Au lendemain de la Seconde Guerre mondiale, en 1948, alors que la Lituanie vient d’être libérée du joug de l’occupation nazie, elle tombe sur celui, aussi féroce, des Soviétiques. Une poignée de partisans tente, dans les forêts, de combattre l’occupant, plaçant les habitants dans une situation délicate. Jurgis Pliauga, qui est devenu propriétaire terrien grâce au mariage d’une riche héritière confite en religion, est de ceux-là. Il héberge sur ses bois une petite troupe famélique de partisans et les ravitaille. Mais l’étau se resserre autour de lui et de Unte, son fils adoptif, quand arrive un peloton de soldats soviétiques.
Šarūnas Bartas (que j’ai le snobisme d’orthographier avec son macron sans qu’on y voie, j’espère, de biais politique) est le plus grand réalisateur lituanien contemporain. C’est en tous cas le plus connu hors des frontières. La Cinémathèque lui avait consacré en 2018 une rétrospective permettant de découvrir l’œuvre ambitieuse de ce cinéaste intimidant.
C’est que le cinéma de Bartas n’est pas gai. Mieux (ou pire) : il affiche une austérité revendiquée avec ses longs plans fixes sans dialogue.
Avec Au crépuscule, Bartas traite pour la première fois d’un sujet historique. Et non des moindres. La Lituanie, comme les deux autres pays baltes, tire une fierté légitime de la résistance qu’elle a opposée à ce qu’elle appelle la « double occupation », nazie d’abord, soviétique ensuite et aux souffrances que ces deux occupations successives lui ont infligées.
Bartas évite de tomber dans le défaut de magnifier la Résistance. Il fait au contraire du petit groupe de patriotes perdus au fond des bois un portrait dénué de tout héroïsme, presque pathétique. On ne voit pas de fiers combattants, mais de pauvres hères, transis de froid, méconnaissables sous leurs guenilles, que la foi dans leur cause a abandonné depuis longtemps cédant la place à l’obstination têtue de survivre malgré tout. Refusant tout manichéisme, Bartas montre que cette petite troupe est divisée par des rivalités sordides et que la médiocrité, voire la duplicité, y a tout autant sa place que dans le camps adverse.
Même situation dans la famille de Jurgis, elle aussi déchirée par un long passif.
Le problème reste la forme de ce cinéma là.
Bartas reste fidèle à sa façon de tourner.

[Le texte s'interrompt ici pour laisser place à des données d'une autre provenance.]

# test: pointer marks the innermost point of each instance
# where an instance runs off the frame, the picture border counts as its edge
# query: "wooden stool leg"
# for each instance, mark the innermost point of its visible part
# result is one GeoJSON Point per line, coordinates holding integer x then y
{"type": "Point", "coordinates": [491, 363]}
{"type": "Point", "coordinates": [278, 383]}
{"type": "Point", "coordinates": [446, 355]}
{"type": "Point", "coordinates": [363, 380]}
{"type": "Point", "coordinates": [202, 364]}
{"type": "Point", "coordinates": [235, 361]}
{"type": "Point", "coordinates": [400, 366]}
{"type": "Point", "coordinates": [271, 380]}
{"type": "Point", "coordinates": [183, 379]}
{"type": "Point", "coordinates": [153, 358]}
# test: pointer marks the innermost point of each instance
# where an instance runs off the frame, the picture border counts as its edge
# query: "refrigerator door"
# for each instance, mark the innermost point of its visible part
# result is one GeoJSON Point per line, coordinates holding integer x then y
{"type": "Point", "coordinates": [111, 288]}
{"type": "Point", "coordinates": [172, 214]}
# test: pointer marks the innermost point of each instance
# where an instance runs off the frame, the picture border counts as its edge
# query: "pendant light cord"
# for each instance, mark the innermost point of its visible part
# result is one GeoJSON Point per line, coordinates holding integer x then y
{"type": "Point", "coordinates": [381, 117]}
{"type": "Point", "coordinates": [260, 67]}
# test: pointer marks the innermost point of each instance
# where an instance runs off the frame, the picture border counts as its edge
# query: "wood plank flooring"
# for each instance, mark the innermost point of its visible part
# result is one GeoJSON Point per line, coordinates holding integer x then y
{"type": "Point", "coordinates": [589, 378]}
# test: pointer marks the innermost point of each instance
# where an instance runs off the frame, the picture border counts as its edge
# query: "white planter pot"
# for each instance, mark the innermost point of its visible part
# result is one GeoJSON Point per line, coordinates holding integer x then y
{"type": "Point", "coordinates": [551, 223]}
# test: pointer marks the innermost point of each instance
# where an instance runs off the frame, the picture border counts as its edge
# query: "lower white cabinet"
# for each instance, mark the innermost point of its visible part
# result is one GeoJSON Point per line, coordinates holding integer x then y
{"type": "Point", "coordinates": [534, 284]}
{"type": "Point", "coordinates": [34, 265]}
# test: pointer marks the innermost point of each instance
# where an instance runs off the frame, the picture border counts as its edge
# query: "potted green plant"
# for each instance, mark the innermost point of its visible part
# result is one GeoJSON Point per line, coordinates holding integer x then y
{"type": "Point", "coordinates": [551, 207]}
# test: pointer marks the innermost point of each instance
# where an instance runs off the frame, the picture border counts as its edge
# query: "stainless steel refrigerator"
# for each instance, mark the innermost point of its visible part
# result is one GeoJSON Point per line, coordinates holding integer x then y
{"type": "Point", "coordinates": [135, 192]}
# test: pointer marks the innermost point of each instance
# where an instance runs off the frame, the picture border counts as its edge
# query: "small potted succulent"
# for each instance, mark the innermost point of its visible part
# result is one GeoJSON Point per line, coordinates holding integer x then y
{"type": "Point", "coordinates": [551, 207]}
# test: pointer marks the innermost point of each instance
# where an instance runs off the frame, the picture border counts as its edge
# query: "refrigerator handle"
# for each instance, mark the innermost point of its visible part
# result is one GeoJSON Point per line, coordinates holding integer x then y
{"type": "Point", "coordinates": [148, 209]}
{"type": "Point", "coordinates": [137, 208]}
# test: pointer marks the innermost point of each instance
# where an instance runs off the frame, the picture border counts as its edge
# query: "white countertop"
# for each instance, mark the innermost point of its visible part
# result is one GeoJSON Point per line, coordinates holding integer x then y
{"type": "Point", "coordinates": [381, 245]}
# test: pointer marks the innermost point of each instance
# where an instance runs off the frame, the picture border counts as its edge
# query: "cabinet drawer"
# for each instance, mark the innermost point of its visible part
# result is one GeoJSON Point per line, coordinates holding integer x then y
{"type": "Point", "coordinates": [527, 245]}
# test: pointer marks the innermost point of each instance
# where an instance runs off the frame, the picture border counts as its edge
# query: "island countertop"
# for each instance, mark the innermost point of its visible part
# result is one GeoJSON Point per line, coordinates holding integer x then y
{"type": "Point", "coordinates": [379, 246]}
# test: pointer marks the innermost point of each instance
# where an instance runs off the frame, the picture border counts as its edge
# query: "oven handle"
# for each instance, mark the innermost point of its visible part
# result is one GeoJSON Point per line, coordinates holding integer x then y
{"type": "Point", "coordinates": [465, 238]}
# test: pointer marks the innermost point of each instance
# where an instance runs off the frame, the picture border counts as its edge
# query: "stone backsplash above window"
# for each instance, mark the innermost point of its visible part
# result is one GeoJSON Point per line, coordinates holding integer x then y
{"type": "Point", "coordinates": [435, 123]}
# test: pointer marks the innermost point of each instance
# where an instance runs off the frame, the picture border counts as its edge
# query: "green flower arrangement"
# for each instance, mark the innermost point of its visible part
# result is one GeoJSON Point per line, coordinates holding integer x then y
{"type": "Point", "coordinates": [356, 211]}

Il filme la campagne lituanienne des années quarante, ses mornes plaines enneigées écrasées sous un ciel bas et lourd, comme il tournait déjà ses films précédents. Aucun lyrisme dans ce cinéma là. Aucun recul sur une situation historique plus large – au grand dam d’un auditoire qui ne connaît pas toujours les subtilités de l’histoire lituanienne et qui parfois peine à distinguer les uniformes des uns et des autres.
Au crépuscule dure plus de deux heures. On en sort marqué, essoré par les demi-jours laiteux de l’hiver balte. On n’a pas appris grand-chose de l’histoire méconnue de ce pays. Et on se sent un peu frustré de ne pas avoir non plus été touché par cette histoire pourtant édifiante.